We drove for a few minutes in silence. As Trim navigated onto the highway and the traffic picked up, I felt my phone vibrate and found a new text from Lisa.

You alive?

I hesitated a moment, looking up at Jill, then looked down and tapped out, yeah. Heading home.

A smiley face appeared on the screen along with the animated ellipses indicating she was typing. Your Old Uncle Mick was here looking for you.

I frowned. Mick has my number knows where I am.

Said to tell you there’s a construction on Kennedy Avenue, come up Stuy when you get in.

I blinked. This was Mick telling me that Bergen City was being watched—the outfit had figured out who’d come to break old Mats out of his gilded cage and were waiting on us. I pictured Chewing Gum, the guy in the leather jacket—Andy, they’d called him. He seemed sharp. Management. Someone with some experience. If they knew who I was, I needed to sneak in the back way. Old Stuyvesant Avenue was a crumbling old access road that had been left to ruin after the new freeway access roads had been built.

We were going to have to sneak our way in. There was nothing protecting Elspeth the moment The Broker and his ancient father discovered that Mats was already dead, and my inheritance was a sour note in my mother’s handwriting.

I pocketed the phone. I studied the back of Jill’s head, her hair pulled into two tails held by rubber bands. She would help if he asked, I knew. No matter how angry she was, no matter how I’d disappointed her, she would always help if I asked. Which made it a heavy ask.

I looked away. Who else? Mick, maybe, I thought. The old man didn’t have much in the way of influence or muscle, but he still had some pull in some places in the neighborhood. And he’d always been kind to me. But Mick had always deferred to Abban Spillaine and doubted there was anything more than the occasional head’s up delivered via Lisa Lisa’s texts.

And Mick had lied to him. Not they’re dead, but they’re gone.

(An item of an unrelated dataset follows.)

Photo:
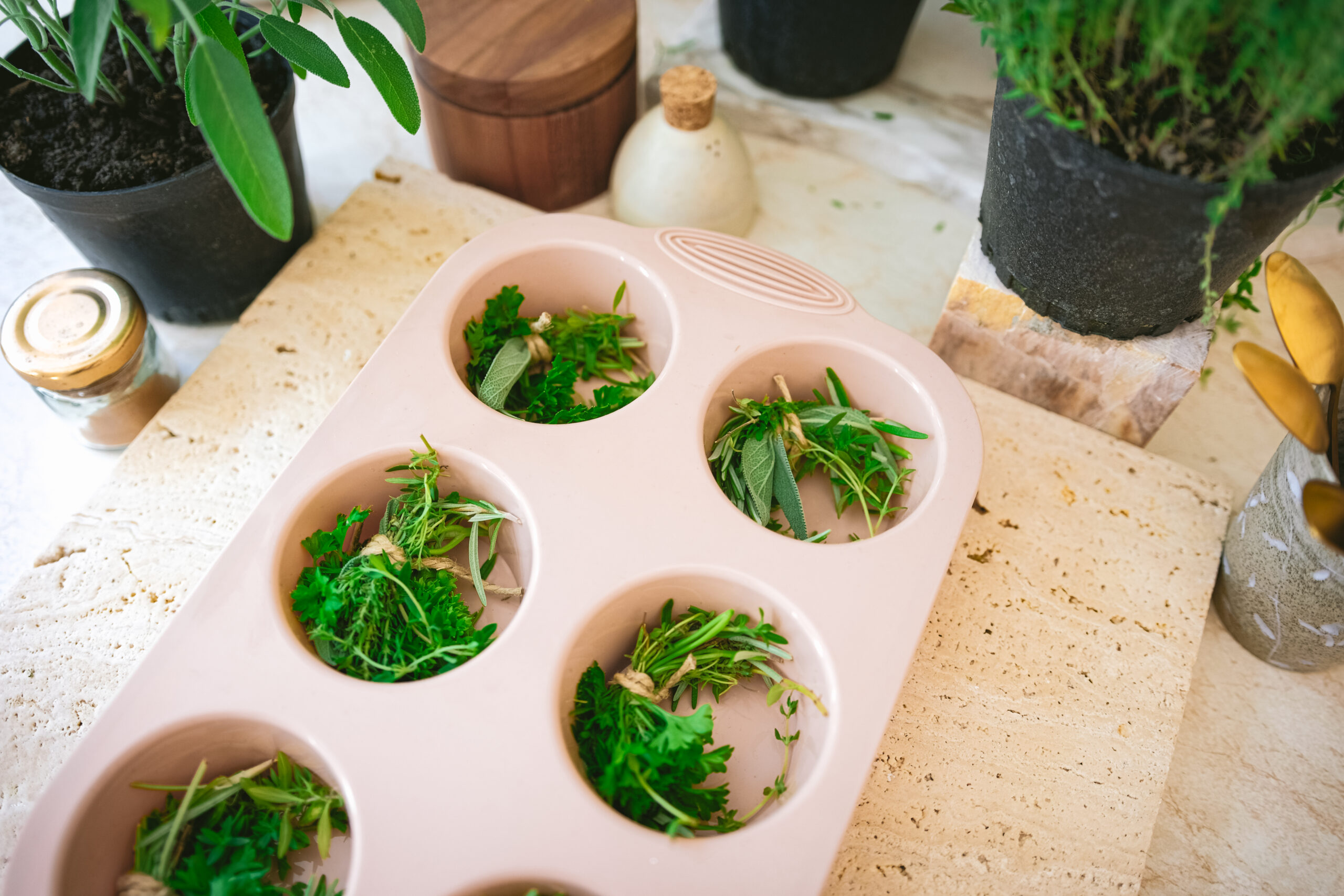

I thought of Carolina. She was the toughest woman I knew and I hadn’t heard from her since they’d taken her and Ellie. I suspected I didn’t really have a wife any more, and acid spread outward into my limbs, my chest. The Spillaines had taken everything from me overnight and given me a corpse in return, and I was going to find a way to make them pay for that.

Jill turned to look past me, then resettled herself. “How much gas you got?” she asked Trim.

“Half a tank,” he said. “Why?”

“We’re being followed.”

“How do you know?”

I didn’t doubt her. In all my time with Jill Pilowsky, every house we’d robbed as kids, every scrape we’d gotten into—every bar bill we’d run out on, every fight we’d picked against overwhelming odds just because we didn’t like some guy’s smug happiness in the dark light of our own misery—she’d never once been wrong about something important, something tactical.

“Black truck nightmare back there? Seen it in Paradise.”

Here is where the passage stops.